Case 3: "Three in a bed"
- A young woman was referred with typical symptoms of severe anxiety and lowered self-confidence. The therapist gave her the usual cognitive/behavioural spiel about relaxation and exercise and how to challenge anxiety-provoking thoughts. However, although polite, the client was not really responsive to these suggestions, and the therapist gradually opened up the discussion to explore wider issues. After a while, the client stated that she "needed to be able to say 'no' more often", but was hesitant to elaborate further. With gentle encouragement, she eventually revealed her very unusual goal for therapy: to refuse to participate in the videoing of a three-in-a-bed romp with her partner and one of his relatives! The surprised therapist, already far from typical cognitive/behavioural goals, resisted asking more about the client's lifestyle and committed to helping her reach her goal by rehearsing how she would assert herself. This was achieved successfully in practice, and a calmer, more confident client ended therapy soon after.
Working in therapy's Twilight Zone can present a counsellor or psychotherapist with unusual, and sometimes disturbing, challenges to their modus operandi. But, by facing these challenges and keeping in mind what really matters to client outcome, the Twilight Zone can exhort us to do some of our very best therapeutic work. I hope that this article will raise your confidence and expectation of success when that worried little voice in your head warns you that: "You are now entering ..."
- Frank, J D, & Frank, J B (1991).
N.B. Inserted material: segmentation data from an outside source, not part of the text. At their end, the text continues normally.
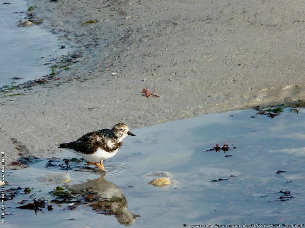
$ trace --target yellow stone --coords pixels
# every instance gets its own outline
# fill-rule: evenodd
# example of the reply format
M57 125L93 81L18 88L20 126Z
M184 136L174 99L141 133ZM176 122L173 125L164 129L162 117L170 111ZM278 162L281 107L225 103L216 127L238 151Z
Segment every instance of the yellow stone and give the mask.
M153 180L149 182L149 183L152 185L156 187L163 187L171 184L170 180L168 178L165 178L164 177Z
Persuasion and Healing: A comparative study of psychotherapy (3rd ed). Baltimore: John Hopkins University Press.
- Hubble, M A, Duncan, B L, & Miller, S D (Eds) (1999). The Heart and Soul of Change: What works in therapy. Washington, DC: American Psychological Association.
- Institute for the Study of Therapeutic Change (2002). http://www.talkingcure.com.
- Wampold, B E (2001). The Great Psychotherapy Debate: Models, Methods, and Findings. Mahwah, New Jersey: Lawrence Erlbaum Associates.